To be sure, there’s very little story here, which is pretty much what happens when you only devote a few pages to each of a dozen or so characters. Hawkman and Hawkgirl are still following their stolen bodies from past lives, and have finally ended up in some alternate dimension. Something’s still up with Firestorm. Hawk has demanded that Deadman use the white power ring to try to bring his brother (the first Dove) back to life. Corpses show up in the Bermuda Triangle, and Mera seems to still be under the spell of the red power ring.
Brightest Day has been a total snooze-fest so far.
The second issue of DC Universe: Legacies reverses the pattern of the first one: The backup story, about the Seven Soldiers of Victory, is a total throwaway, unlike the interesting take on the Spectre and Doctor Fate in the back of the first issue. But the main story here is better than in the first issue, as it follows the main character through to the early 50s and the disbanding of the Justice Society, and the downfall of his friend who decided to go the criminal route. The story overall is not terribly strong, as the inspiration of the heroes on our protagonist is strong but simplistic, and I wonder how writer Len Wein can draw out this influence for the remaining 10 issues. I also wonder how he’ll cover the 50s through the 80s in this volume, as thanks to the march of time that’s a period when most of DC’s big-name heroes weren’t active (Superman, after all, would have only started his career in the mid/late 90s). Marvel had a whole series about this “missing era” in its history (Marvel: The Lost Generation, worth seeking out), but DC has mostly glossed over it. It’ll be hard for Wein to do the same here.
The big questions, though, are: Will this be more than a recapitulation of DC universe history, and what exactly are the “legacies” going to be? Or is the title going to end up not really being relevant to the story?
My enthusiasm for Fables has flagged a bit since the first story wrapped up in issue #75, but I think a lot of that is because the two main characters of that arc (Bigby Wolf and Boy Blue) have stepped off the stage, and no one’s really come in to replace them. There are many interesting plot elements, but the characters aren’t keeping me engaged.

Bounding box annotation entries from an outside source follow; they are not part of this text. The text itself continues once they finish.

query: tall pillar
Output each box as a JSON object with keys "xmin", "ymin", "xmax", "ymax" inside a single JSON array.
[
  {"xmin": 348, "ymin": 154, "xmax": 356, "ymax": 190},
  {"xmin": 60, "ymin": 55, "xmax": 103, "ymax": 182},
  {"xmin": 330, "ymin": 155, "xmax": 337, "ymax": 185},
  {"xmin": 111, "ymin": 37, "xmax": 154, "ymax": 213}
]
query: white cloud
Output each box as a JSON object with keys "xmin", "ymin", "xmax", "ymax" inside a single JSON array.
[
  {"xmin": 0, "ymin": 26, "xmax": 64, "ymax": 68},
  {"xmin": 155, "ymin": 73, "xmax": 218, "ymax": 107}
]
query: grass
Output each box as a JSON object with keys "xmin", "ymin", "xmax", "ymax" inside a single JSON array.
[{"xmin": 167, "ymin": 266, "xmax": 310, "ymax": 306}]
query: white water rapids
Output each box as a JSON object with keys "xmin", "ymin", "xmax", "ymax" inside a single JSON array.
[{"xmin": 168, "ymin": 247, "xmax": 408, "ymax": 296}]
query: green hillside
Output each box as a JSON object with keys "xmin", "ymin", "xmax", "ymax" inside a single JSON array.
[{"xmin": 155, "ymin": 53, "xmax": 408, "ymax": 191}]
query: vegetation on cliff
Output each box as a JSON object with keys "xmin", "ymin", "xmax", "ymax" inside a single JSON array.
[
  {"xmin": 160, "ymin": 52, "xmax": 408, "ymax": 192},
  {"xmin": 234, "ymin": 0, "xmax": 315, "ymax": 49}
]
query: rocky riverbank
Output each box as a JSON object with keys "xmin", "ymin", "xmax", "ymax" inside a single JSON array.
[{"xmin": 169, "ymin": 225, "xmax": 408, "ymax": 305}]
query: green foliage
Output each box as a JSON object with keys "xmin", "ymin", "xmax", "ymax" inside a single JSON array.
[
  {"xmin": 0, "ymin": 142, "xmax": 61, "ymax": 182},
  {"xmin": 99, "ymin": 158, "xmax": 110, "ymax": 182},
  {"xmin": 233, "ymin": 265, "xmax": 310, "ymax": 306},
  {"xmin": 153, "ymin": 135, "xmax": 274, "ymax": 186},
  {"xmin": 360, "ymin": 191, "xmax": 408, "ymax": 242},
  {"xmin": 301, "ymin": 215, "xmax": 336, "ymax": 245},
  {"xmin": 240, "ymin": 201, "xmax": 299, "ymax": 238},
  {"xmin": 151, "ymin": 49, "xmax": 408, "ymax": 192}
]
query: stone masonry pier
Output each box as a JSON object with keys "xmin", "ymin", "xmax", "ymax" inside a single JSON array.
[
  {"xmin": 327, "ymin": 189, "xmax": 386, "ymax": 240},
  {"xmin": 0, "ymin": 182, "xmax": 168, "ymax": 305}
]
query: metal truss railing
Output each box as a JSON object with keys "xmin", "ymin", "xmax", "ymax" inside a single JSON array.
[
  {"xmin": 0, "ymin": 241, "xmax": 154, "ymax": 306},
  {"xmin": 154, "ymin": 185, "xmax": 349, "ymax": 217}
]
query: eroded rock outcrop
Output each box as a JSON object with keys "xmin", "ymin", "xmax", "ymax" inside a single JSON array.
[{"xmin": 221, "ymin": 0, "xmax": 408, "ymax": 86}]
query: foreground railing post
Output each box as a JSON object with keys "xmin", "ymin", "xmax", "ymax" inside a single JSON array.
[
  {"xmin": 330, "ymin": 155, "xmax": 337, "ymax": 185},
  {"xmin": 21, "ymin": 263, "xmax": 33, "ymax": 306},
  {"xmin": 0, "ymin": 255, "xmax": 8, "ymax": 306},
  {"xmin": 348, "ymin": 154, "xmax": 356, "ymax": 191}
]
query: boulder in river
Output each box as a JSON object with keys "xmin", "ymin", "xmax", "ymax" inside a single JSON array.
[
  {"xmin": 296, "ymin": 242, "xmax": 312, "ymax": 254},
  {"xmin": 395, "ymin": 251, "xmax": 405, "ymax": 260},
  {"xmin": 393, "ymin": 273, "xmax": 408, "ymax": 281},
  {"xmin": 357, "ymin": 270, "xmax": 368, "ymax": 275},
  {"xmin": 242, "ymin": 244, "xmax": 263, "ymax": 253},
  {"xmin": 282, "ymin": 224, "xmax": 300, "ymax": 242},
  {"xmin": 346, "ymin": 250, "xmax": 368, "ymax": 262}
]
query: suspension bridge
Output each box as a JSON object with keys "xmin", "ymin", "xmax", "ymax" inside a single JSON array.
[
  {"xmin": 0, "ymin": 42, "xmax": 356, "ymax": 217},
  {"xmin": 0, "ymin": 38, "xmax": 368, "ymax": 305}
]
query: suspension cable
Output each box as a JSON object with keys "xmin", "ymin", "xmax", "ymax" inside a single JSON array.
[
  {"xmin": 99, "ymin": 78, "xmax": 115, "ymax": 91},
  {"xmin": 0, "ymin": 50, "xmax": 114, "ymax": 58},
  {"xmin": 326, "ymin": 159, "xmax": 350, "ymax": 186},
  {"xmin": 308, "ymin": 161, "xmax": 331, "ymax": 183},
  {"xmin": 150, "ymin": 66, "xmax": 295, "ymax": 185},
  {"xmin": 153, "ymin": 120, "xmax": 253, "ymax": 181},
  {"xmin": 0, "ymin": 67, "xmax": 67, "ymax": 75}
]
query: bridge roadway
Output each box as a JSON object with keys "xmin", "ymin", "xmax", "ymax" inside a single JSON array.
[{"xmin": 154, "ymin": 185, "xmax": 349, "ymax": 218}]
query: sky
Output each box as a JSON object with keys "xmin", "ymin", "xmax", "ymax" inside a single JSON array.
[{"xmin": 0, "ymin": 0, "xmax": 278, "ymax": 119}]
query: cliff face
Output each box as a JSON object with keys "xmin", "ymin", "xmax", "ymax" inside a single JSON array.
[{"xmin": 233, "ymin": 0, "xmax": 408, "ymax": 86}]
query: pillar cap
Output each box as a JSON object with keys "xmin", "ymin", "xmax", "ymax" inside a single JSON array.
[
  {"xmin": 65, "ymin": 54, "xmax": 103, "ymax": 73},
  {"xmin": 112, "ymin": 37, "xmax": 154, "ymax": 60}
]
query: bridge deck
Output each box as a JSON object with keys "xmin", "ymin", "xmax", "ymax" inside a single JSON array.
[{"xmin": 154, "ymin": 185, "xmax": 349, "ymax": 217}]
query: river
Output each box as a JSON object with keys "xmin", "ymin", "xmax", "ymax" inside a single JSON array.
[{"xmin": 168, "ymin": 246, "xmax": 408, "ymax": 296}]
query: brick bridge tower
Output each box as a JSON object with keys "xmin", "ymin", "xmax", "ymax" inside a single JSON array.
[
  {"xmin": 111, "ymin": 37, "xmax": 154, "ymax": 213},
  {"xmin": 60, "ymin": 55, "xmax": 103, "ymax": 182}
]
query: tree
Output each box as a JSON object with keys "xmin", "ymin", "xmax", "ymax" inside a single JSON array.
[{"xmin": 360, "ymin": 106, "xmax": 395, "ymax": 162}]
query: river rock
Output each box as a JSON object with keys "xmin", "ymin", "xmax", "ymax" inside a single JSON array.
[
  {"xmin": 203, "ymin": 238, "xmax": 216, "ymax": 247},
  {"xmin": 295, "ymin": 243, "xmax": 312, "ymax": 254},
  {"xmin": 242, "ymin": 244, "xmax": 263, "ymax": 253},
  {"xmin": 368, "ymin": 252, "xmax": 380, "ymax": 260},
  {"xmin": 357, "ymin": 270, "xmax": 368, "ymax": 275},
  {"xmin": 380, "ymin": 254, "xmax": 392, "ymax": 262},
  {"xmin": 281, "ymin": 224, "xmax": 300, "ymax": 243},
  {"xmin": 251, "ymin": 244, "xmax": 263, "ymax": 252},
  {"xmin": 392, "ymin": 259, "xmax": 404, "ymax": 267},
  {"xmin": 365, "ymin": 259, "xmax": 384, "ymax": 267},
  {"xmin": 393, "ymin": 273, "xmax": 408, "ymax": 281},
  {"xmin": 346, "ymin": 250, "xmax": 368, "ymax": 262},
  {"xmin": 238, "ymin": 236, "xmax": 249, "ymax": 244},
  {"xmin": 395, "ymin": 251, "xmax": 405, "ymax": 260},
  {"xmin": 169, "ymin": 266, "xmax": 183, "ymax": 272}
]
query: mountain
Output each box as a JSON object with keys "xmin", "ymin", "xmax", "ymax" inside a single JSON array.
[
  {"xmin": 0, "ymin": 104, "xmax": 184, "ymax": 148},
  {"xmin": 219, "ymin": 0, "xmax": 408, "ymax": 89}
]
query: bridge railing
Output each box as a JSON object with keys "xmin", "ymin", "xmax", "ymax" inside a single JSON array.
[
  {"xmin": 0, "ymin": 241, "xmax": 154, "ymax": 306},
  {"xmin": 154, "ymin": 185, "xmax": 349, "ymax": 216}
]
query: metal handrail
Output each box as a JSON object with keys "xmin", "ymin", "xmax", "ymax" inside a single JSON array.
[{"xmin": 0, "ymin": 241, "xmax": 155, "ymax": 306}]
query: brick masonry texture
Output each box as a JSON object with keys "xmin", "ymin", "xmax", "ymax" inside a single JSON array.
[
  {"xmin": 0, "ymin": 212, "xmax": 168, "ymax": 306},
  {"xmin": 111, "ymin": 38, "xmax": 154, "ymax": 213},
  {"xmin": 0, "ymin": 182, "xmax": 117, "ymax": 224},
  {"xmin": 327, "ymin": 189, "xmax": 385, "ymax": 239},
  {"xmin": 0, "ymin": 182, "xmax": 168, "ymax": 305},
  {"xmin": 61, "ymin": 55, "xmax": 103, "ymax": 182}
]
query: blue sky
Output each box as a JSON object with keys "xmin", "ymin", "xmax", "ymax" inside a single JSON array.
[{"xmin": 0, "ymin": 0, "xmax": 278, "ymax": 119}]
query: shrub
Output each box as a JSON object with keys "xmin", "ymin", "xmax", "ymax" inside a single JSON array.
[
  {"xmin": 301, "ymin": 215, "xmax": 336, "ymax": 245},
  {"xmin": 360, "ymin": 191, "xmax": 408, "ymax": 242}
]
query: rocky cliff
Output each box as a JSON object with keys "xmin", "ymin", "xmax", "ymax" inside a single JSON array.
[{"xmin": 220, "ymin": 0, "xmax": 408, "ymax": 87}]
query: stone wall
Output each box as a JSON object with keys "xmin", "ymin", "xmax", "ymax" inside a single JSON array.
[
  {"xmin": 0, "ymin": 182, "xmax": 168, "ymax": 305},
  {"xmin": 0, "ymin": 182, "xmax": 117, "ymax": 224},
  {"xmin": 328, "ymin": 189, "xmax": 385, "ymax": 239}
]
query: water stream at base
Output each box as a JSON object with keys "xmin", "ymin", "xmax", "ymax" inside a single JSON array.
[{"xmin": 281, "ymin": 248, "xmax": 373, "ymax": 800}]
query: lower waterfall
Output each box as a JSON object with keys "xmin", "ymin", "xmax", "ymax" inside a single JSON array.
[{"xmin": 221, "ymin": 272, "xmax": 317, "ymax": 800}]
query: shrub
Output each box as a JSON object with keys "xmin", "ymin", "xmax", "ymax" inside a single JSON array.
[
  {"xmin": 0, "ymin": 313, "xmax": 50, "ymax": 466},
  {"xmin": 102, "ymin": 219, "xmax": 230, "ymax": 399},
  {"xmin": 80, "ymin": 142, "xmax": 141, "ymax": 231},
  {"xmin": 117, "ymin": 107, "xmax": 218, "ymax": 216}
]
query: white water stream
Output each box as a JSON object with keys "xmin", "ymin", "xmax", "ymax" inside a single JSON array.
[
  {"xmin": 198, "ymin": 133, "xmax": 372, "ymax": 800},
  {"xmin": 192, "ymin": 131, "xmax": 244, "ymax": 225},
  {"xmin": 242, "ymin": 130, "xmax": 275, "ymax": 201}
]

Presently the series is doing a piece about Rose Red, the sister of Snow White, illuminating their childhood and how they ended up as such different people. While Rose Red is anything but a sympathetic character (she’s a schemer and a whiner, frankly), this run is otherwise one of the better stories of the last couple of years, as writer Bill Willingham gets to tell his reinterpretation of classic fairy tales, where he always takes their darker nature to heart. Here he presents Snow White’s famous tale (hinted at in the graphic novel 1001 Nights of Snowfall), and how and way it came to pass. And it’ll clearly be a big part of why Rose Red turned out the way she did. Fun stuff.
I do hope that the story gets back to the larger arc of the Dark Man who destroyed Fabletown, and presents some more heroic figures we can get behind in the fight against him, though.